J. D. Vance’s “Forgotten” Ohio Hometown Is on the Upswing
J. D. Vance portrays his hometown of Middletown, Ohio, as a dying backwater with a culture of irresponsibility and laziness. It’s actually seeing a revival — thanks not to a mindset change but to massive public investment of the type the GOP opposes.

Republican vice-presidential nominee J. D. Vance speaks at a campaign rally on July 22, 2024, in Middletown, Ohio. (Scott Olson / Getty Images)
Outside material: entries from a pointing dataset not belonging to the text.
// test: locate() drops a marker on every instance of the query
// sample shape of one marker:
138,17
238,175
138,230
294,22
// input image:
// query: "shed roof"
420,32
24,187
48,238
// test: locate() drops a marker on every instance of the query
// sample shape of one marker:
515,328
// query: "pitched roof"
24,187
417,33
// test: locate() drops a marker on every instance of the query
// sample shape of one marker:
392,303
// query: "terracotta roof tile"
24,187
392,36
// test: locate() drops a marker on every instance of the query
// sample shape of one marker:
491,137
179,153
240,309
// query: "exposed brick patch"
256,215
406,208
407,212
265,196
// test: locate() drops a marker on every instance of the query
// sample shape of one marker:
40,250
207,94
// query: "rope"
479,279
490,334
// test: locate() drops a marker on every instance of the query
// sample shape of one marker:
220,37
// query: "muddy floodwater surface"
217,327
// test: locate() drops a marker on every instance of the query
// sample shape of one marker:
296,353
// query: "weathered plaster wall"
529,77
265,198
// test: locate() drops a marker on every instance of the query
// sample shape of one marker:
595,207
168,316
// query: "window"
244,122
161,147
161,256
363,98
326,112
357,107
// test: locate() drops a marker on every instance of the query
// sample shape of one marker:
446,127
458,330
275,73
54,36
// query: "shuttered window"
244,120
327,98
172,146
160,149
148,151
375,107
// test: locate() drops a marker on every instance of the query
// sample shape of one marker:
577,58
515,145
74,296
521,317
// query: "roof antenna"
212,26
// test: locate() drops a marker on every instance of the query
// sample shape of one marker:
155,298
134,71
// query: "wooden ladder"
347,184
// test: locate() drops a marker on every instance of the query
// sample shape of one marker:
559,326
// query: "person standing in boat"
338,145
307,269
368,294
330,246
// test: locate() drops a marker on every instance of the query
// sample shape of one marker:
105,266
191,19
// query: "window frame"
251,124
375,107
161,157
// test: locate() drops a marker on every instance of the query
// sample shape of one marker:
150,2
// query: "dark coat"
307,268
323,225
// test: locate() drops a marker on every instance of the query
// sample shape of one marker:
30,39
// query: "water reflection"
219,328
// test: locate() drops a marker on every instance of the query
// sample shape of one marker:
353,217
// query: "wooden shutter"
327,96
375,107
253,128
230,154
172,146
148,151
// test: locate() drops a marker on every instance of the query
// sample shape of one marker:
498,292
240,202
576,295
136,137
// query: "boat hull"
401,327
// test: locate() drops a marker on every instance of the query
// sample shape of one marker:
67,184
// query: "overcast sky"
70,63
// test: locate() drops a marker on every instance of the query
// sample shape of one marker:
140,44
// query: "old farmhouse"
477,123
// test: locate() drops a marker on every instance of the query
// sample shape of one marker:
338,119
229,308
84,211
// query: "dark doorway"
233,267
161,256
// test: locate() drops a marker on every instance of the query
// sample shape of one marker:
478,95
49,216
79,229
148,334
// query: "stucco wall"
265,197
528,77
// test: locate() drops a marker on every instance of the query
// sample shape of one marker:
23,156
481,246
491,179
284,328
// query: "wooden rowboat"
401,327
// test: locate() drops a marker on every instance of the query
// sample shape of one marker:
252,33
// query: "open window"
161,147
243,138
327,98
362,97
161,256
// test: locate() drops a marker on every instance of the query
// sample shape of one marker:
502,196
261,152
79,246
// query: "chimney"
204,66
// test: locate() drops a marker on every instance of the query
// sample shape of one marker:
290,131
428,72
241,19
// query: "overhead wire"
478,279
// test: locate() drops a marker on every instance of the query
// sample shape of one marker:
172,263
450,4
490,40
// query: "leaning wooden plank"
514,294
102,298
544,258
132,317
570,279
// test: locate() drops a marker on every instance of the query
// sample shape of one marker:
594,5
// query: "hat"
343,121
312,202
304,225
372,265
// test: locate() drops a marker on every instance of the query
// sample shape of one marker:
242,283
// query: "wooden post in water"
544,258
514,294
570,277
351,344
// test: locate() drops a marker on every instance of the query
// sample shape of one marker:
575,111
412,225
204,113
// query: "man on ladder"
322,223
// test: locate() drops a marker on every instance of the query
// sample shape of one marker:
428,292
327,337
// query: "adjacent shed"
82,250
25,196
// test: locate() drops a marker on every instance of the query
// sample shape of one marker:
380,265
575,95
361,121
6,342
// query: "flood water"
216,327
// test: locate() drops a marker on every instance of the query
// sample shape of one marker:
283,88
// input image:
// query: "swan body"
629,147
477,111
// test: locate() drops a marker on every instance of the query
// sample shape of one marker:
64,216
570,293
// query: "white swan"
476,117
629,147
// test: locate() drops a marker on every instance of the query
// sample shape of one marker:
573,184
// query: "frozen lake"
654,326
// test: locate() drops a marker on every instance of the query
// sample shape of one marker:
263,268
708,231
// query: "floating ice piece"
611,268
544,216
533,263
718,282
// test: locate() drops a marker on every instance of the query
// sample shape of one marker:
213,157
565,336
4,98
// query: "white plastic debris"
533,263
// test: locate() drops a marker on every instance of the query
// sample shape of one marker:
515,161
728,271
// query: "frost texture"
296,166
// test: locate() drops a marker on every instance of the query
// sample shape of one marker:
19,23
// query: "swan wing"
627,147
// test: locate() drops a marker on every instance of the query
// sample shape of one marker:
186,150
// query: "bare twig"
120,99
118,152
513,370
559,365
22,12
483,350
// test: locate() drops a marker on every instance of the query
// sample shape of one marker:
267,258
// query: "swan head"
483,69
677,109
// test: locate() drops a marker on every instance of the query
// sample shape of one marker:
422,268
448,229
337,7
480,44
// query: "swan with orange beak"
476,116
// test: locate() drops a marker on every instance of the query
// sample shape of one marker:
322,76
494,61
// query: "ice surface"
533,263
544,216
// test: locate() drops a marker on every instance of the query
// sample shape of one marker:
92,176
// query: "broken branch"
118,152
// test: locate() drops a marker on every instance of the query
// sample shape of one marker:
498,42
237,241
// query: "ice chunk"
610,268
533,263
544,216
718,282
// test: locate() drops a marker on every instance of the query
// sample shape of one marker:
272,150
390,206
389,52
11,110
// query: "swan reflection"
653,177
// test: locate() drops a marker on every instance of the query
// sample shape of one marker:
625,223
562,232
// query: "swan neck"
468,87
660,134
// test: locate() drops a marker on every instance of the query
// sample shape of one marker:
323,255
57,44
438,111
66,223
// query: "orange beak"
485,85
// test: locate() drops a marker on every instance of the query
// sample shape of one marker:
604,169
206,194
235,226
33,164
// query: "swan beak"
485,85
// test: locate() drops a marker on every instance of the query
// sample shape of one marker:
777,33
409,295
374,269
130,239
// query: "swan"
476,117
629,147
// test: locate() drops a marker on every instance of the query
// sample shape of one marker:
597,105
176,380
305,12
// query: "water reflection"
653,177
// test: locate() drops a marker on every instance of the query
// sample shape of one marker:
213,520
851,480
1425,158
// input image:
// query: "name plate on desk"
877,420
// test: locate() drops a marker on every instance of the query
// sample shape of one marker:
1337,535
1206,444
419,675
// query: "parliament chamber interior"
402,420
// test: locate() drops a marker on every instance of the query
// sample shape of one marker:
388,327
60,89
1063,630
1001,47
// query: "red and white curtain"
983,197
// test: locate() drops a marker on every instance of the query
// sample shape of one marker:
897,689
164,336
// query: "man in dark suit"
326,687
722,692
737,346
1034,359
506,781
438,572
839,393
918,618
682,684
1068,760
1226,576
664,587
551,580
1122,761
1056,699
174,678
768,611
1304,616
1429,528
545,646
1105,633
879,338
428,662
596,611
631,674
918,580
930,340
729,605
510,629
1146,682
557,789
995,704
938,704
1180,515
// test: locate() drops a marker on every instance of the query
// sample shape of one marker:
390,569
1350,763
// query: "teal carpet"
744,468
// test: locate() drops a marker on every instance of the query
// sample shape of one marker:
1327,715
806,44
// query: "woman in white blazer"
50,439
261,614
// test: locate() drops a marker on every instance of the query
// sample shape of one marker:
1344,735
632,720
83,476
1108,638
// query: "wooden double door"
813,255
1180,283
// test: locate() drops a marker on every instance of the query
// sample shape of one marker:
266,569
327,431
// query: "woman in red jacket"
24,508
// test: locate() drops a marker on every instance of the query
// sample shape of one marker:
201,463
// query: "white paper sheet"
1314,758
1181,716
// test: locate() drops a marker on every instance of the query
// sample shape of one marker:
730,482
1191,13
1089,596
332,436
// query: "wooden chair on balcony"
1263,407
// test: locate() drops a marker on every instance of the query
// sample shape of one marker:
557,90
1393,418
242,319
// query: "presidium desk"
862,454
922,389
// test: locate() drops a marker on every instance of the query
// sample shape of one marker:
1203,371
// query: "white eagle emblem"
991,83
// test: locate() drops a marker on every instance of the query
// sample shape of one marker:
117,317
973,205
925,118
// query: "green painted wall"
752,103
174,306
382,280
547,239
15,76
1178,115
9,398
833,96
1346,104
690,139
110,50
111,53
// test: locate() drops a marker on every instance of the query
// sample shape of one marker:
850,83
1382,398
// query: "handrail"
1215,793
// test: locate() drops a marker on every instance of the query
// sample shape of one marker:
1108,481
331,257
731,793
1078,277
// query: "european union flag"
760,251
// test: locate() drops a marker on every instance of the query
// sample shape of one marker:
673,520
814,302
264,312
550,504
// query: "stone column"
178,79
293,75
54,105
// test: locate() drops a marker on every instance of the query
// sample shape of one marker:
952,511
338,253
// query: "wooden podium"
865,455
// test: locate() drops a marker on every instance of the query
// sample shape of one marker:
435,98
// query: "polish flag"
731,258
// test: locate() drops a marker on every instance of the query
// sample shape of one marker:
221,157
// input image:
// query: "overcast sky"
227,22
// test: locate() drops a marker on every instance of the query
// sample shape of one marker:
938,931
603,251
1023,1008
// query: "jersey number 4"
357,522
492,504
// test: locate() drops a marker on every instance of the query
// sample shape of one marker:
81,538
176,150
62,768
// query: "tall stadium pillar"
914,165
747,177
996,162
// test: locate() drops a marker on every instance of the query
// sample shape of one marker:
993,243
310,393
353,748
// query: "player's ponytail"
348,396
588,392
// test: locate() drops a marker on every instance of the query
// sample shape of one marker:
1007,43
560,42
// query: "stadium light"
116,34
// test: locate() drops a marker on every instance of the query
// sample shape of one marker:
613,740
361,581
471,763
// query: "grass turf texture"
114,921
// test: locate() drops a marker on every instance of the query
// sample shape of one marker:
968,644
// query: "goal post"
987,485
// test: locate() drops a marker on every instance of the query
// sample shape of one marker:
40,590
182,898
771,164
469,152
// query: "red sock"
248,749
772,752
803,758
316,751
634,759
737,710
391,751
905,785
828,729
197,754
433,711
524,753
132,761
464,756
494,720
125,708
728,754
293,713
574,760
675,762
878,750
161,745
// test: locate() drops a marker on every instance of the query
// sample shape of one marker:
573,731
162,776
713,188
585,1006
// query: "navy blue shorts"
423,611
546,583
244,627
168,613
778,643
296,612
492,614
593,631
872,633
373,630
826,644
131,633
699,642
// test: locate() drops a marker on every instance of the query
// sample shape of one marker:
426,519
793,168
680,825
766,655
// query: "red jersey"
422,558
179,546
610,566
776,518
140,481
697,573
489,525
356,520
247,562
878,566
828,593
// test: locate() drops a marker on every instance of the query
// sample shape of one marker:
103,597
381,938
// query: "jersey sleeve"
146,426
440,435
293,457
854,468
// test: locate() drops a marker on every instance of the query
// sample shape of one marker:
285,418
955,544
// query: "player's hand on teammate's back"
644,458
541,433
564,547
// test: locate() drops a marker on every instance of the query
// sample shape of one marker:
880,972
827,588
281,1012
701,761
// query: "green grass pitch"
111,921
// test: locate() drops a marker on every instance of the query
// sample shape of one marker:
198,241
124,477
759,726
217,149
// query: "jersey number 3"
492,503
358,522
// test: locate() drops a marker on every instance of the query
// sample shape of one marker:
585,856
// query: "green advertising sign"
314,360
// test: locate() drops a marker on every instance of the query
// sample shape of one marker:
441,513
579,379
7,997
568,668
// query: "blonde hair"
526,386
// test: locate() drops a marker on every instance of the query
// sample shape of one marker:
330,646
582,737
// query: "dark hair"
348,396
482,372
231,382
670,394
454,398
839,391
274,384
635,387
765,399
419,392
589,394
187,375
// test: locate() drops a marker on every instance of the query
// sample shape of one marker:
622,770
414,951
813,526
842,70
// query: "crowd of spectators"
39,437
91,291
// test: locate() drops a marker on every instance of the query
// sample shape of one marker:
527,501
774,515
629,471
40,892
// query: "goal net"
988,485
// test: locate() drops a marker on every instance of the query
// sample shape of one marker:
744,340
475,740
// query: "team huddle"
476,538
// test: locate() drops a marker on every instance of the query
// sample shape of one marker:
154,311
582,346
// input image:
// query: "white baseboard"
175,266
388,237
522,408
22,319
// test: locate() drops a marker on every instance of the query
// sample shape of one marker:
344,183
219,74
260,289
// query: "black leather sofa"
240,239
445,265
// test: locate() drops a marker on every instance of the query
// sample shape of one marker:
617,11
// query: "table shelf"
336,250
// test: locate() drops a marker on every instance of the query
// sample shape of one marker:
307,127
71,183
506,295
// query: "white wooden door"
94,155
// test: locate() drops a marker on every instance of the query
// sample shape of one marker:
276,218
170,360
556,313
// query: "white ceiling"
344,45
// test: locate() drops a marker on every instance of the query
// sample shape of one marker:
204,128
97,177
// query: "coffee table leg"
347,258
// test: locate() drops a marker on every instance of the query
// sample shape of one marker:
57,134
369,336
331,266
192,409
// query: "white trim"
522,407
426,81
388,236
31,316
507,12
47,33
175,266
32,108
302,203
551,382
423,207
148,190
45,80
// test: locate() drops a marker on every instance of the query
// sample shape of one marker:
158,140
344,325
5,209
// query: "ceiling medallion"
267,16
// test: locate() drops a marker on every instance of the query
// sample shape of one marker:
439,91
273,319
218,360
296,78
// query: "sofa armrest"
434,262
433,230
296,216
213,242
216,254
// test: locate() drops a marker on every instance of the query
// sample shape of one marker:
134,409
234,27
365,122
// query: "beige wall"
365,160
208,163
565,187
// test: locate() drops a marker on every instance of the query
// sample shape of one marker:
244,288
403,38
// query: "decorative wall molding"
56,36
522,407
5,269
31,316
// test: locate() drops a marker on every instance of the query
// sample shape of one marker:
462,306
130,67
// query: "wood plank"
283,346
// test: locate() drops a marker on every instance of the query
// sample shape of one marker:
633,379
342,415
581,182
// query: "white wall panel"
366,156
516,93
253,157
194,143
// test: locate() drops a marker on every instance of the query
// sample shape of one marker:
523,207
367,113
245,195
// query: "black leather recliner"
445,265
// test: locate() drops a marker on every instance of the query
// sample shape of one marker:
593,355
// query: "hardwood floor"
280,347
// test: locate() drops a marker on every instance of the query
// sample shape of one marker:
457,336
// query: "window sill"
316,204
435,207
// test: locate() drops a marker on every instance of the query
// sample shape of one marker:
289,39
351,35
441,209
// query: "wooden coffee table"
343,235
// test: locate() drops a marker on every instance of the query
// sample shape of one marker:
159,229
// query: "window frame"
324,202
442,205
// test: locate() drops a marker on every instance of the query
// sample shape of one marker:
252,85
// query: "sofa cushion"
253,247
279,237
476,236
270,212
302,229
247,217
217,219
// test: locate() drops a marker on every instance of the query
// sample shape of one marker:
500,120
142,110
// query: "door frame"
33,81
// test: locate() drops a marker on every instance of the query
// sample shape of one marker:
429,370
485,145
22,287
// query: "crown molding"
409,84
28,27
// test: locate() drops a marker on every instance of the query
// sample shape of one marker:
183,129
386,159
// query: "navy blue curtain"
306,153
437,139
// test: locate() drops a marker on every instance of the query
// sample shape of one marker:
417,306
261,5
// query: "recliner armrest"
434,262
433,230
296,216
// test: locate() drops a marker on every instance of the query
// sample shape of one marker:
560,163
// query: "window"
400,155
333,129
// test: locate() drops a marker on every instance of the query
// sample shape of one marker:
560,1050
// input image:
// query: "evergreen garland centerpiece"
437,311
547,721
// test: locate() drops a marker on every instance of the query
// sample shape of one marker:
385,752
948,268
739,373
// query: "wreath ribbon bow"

“Renaissance.” So reads the massive billboard confronting those traveling east to Middletown, Ohio, via I-75. It’s an advertisement for Renaissance Pointe, a $200 million new construction development that broke ground in June. The fifty-acre project promises to summon a host of retail shops, restaurants, hotels, and a three-thousand-seat, multipurpose arena to Middletown over the next decade.
Down the road in the downtown historic district, N.E.W. Ales Brewing, a women-owned brewery, slings craft beer within walking distance of Sorg Opera House, a nineteenth-century performing arts center reopened in 2017.
This portrait might surprise those whose source knowledge of Middletown is GOP vice presidential candidate J. D. Vance. His 2016 coming-of-age-memoir-turned-Netflix biopic, Hillbilly Elegy, described his hometown as “little more than a relic of American industrial glory” — a place “hemorrhaging jobs and hope.”